Backup data regularly: The topic “Local backup and SQL querying of annotation data” provides details on how to back up the database. Using the SQLite backup option enables you to conveniently query the database and to monitor annotation progress.

Note: Running out of AssetStore space (disk space) will corrupt your annotation database. If your project involves users uploading whole slide images (WSI), make sure to setup user upload quotas.

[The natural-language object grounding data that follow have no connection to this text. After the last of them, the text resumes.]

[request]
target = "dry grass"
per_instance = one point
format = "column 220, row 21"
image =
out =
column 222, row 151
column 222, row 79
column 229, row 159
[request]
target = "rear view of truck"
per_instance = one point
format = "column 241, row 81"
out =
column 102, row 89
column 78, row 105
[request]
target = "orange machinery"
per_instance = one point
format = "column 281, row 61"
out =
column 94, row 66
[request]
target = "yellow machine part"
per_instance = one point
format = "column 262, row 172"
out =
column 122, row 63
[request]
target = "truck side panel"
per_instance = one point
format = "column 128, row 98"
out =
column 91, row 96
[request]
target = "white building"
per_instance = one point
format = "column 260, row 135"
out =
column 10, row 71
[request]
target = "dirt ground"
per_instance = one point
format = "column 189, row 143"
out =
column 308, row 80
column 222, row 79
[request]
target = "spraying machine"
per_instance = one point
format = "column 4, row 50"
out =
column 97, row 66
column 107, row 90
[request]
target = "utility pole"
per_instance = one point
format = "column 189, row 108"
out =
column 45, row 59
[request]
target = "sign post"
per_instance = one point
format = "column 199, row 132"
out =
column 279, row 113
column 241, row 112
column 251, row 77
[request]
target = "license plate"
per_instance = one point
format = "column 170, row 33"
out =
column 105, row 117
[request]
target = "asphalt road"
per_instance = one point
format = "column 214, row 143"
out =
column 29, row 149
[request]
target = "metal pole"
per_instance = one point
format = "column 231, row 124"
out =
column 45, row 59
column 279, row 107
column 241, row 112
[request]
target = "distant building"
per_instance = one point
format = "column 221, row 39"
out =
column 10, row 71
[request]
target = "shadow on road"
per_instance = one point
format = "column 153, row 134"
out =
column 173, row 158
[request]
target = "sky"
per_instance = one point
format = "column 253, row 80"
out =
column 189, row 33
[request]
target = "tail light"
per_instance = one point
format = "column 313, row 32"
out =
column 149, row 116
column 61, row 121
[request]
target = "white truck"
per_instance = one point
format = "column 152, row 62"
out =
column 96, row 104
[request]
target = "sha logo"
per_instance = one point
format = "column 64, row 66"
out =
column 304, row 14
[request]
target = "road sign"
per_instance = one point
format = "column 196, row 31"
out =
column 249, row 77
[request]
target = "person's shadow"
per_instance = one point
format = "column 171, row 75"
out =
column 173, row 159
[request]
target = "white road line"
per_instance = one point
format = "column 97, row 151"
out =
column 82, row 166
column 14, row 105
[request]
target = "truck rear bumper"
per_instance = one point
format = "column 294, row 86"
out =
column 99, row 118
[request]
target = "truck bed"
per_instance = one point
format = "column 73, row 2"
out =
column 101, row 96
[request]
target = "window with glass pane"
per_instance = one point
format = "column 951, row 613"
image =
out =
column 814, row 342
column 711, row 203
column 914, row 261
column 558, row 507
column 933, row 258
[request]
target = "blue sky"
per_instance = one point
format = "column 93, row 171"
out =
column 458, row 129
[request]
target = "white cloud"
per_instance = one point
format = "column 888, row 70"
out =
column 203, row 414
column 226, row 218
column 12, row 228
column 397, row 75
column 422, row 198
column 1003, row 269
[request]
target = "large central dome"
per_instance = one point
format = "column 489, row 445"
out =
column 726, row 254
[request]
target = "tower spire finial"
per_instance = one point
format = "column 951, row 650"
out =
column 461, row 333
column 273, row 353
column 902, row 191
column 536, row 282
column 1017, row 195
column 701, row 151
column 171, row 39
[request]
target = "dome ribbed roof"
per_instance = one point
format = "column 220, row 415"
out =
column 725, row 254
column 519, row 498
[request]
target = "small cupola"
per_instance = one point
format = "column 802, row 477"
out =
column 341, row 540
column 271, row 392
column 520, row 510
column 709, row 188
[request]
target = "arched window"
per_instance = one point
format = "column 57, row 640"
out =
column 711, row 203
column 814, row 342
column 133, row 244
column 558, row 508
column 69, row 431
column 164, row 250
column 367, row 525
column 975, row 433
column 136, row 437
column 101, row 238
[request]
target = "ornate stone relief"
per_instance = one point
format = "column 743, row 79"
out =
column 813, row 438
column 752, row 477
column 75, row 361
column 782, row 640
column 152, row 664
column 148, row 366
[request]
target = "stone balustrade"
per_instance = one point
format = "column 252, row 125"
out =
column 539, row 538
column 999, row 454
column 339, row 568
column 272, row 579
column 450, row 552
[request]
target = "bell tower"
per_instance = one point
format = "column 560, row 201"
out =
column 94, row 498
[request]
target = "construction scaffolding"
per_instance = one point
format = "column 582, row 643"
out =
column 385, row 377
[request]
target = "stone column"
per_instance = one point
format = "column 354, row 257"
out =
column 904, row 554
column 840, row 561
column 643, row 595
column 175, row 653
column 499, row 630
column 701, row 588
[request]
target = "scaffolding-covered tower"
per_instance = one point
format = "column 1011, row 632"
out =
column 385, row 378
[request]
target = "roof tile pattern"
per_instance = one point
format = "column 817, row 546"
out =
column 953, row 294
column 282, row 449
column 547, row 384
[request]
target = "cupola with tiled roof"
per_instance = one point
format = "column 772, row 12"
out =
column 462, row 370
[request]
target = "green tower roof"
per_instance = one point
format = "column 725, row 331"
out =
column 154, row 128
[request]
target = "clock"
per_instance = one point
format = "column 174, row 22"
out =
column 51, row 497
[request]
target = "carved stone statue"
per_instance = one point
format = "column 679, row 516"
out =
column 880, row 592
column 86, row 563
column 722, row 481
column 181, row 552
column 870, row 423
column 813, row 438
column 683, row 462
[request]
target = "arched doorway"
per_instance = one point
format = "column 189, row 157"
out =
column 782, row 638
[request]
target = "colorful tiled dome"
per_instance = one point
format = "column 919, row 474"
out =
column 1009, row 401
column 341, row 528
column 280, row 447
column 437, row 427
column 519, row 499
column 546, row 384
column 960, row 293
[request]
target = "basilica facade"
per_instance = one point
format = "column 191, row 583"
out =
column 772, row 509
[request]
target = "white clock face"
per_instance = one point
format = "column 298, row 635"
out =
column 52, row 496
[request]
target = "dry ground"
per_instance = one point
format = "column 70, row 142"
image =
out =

Keep in mind that a typical WSI is often multiple Gigabytes in size. Backup your annotations often.

Freeze annotations: At some point you need to freeze all annotations and create a static version of the database for processing. Freezing annotations can be accomplished by changing group permissions to view.

Generating galleries for annotation review: Study coordinators can review and/or correct annotations directly through the HistomicsUI interface. In some studies where annotations are sparsely spread throughout a slide, it may be helpful to create review galleries for quality control and review. More details on this are provided in “Creating mosaic galleries for rapid annotation review”.

Preparing annotations for analysis including machine learning: HistomicsTK provides tools for converting annotations into mask and label image formats. See “Converting annotations to semantic segmentation mask images” and “Converting annotations to object segmentation mask images” for more details.